On a special note, part of documentation is the system for collecting sensitive data around specific mistreatment reports.  Altogether, it is not sufficient to simply collect data; a program must act on results in a timely manner.  Ensure the right individuals are part of synthesizing data to identify necessary interventions.

Best Practices

One of the most significant decisions a program can make is to identify a clear locus of responsibility to align the multiple moving pieces associated with these elements.  Such an individual or small team must be empowered to manage policy development, communication, data collection, mitigation strategies, and violations.  A centralized authority streamlines operations, particularly since mistreatment reports may involve other parties, such a healthcare system’s human resources and a university’s equal opportunity office.  A single point of contact ensures that student concerns are not lost in diffuse communication loops or bureaucracy.  Most importantly, identifying one to two safe faculty members is a student-centered practice for adverse experiences. 

Let’s return to data for a moment.  Pay attention to the difference in GQ and ISA questions for learning environment and student mistreatment.  It is possible for a school to have contrasting results on each instrument because the questions and distribution timelines are different.  For instance, the ISA question for 3.6 focuses on satisfaction with the adequacy of a range of mistreatment efforts, whereas the GQ essentially poses a yes/no question on awareness of policies and procedures.  A program must recognize the questions’ nuanced intents as they can yield conflicting results.  It would be a best practice to include questions on internal surveys that mirror the ISA and GQ items so a school is not caught off during re-accreditation.

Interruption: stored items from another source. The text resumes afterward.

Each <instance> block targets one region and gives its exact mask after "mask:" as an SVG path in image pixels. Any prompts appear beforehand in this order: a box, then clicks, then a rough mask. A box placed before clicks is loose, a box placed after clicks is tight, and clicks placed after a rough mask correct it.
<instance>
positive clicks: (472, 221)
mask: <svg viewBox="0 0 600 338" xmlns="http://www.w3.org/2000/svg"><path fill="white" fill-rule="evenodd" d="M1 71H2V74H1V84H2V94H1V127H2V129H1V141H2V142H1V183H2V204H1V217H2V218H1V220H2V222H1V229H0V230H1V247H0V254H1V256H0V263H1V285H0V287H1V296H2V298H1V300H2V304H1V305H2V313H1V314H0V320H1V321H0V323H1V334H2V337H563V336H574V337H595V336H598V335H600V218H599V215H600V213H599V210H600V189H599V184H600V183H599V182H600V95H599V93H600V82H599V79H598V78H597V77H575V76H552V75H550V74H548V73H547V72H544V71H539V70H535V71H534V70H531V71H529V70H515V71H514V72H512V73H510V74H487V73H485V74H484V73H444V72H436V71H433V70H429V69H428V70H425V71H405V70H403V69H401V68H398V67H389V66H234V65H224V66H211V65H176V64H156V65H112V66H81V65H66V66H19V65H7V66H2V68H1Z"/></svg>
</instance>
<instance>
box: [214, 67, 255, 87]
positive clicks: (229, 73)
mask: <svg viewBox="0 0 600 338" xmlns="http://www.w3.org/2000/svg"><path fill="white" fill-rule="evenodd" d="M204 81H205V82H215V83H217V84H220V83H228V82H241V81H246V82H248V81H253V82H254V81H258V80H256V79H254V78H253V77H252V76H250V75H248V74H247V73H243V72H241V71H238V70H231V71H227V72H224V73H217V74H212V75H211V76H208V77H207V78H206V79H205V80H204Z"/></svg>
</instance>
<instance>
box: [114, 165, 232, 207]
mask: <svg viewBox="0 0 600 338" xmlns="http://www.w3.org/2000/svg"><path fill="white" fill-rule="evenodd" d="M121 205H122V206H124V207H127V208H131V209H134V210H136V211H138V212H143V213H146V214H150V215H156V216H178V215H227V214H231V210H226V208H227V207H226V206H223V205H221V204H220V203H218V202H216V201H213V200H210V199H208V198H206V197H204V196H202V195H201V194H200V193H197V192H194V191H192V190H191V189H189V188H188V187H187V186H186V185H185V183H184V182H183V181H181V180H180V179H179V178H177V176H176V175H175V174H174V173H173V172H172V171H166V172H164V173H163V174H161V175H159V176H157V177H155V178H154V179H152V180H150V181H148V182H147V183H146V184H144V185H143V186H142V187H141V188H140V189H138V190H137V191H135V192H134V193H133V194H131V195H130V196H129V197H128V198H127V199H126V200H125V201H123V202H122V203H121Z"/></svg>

Make the process for reporting mistreatment and unprofessional behaviors clear, safe, and uncomplicated for students.  Be transparent with students about the exact steps a program takes if there is a report of mistreatment.  Explain the nature and timing of immediate actions to address the incident versus long-term mitigation strategies.  Students want their identities protected and do not want to risk retaliation.  Providing these assurances will enhance the safety of the learning environment.

Continuous Quality Improvement

As mentioned before, there are a multitude of data sources associated with these elements, and compliance requires near constant vigilance of all of them.  Triangulate the data, examining results cross sectionally to tease out what the LCME calls “focal and systemic” issues.  Include the right people when reviewing data.  In particular, engage leadership at all sites when presenting results, seeking feedback for targeted action, and making recommendations.  Finally, regularly evaluate the effectiveness of adopted improvement efforts through examination of data and report back out to the learners what is being done to address their reported concerns.